Malaria

Malaria is a global public health problem. Each year, there are approximately 300 million malaria cases, of which 90%  occur in Africa, where it is estimated that every 30 seconds a child dies from this disease. In America, Colombia has the second highest number of cases, with 100,000 reported yearly. Timely diagnosis and treatment are key for the management of malaria, but parasite resistance to a wide range of drugs seriously hinders control strategies. Resistance of P. falciparum to antimalarials in Colombia is particularly concerning considering it was one of the first countries to report resistance to chloroquine in the 1960s, and today this resistance has expanded to include amodiaquine and sulfadoxine-pyrimethamine, thereby reducing available treatment options.

Our thematic area focuses on the study of the mechanisms of antimalarial resistance emergence and dissemination, with the goal of informing malaria control policies in Colombia.
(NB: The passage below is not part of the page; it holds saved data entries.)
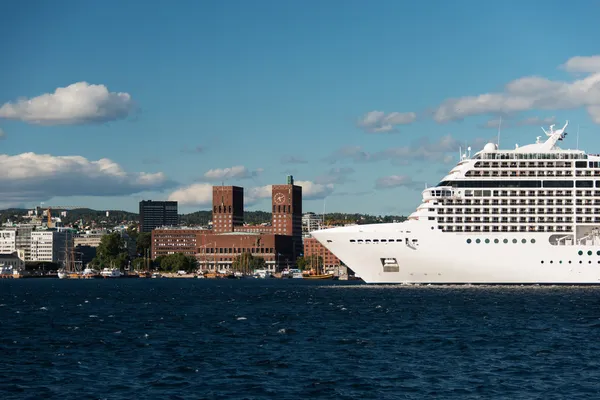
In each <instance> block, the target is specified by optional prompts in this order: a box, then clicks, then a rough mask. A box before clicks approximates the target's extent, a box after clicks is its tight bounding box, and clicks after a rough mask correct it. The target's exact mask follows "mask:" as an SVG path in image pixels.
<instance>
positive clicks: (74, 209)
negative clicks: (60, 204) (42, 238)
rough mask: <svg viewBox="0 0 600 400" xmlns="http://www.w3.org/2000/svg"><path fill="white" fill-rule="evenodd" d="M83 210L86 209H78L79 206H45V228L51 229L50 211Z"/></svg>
mask: <svg viewBox="0 0 600 400" xmlns="http://www.w3.org/2000/svg"><path fill="white" fill-rule="evenodd" d="M83 208H87V207H80V206H46V217H47V220H48V222H47V226H48V228H52V227H53V224H52V210H63V211H66V210H80V209H83Z"/></svg>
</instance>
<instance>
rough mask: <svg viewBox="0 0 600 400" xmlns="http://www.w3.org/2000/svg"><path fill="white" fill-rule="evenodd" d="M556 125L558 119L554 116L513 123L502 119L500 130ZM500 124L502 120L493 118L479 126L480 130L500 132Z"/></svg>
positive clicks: (513, 121) (531, 119) (495, 118)
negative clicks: (488, 129) (549, 125)
mask: <svg viewBox="0 0 600 400" xmlns="http://www.w3.org/2000/svg"><path fill="white" fill-rule="evenodd" d="M554 123H556V117H554V116H552V117H546V118H540V117H528V118H524V119H521V120H519V121H516V122H515V121H511V120H509V119H502V124H501V126H500V128H502V129H509V128H513V127H515V126H532V125H533V126H548V125H552V124H554ZM499 124H500V118H492V119H490V120H488V121H486V122H485V123H483V124H481V125H479V127H480V128H485V129H496V130H498V126H499Z"/></svg>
As part of this effort, we have established a national network for resistance surveillance using in vitro and molecular methods to detect spatiotemporal changes in parasite susceptibility to drugs in a timely fashion.  Through collaborations with international institutions, we have applied cutting edge techniques to identify molecular bases for parasite resistance, which has allowed us to target the search for molecular markers associated with resistance. In addition, our group evaluates parasite characteristics that may affect the performance of diagnostic tools, such as rapid diagnostic tests, and host factors involved in disease pathogenesis.

 

Strategic objectives

  • To identify and validate parasite characteristics involved in mechanisms of parasite resistance to antimalarials.
  • To generate knowledge that informs antimalarial resistance surveillance and contributes to optimal use of existing drugs.
  • To identify parasite characteristics that affect performance of diagnostic tools.
  • To identify host factors that affect therapeutic response to antimalarials.
  • To clarify mechanisms of systemic inflammation that contribute to malaria pathogenesis.

 

Current research

  • Implementation of an antimalarial resistance surveillance system using in vitro and molecular tools.
  • Identification of genetic polymorphisms associated with decreased susceptibility of P. falciparum to antimalarials.
  • Detection of polymorphisms in parasite antigens which can serve as diagnostic targets.

 

Achievements

  • We contributed to updating national policies for malaria treatment in Colombia by determining the therapeutic efficacy of antimalarial drugs in the Pacific Coast and the Amazon.
  • We demonstrated the effect of human migration on the dissemination of P. falciparum strains in malaria endemic area of Colombia. This work was conducted collaboratively with researchers from the Universidad del Valle (Cali) and Universidad Nacional (Bogotá).
  • Our group established a national network for continuous surveillance of P. falciparum resistance to antimalarials using in vitro and molecular technology.
  • We characterized the genetic structure of the P. falciparum population in the Colombian Pacific coast.
  • We have established collaborative relationships with regional (RAVREDA) and international (WWARN) networks for the surveillance of resistance to antimalarials.
  • Our group led a task force for reducing malaria mortality in Valle del Cauca.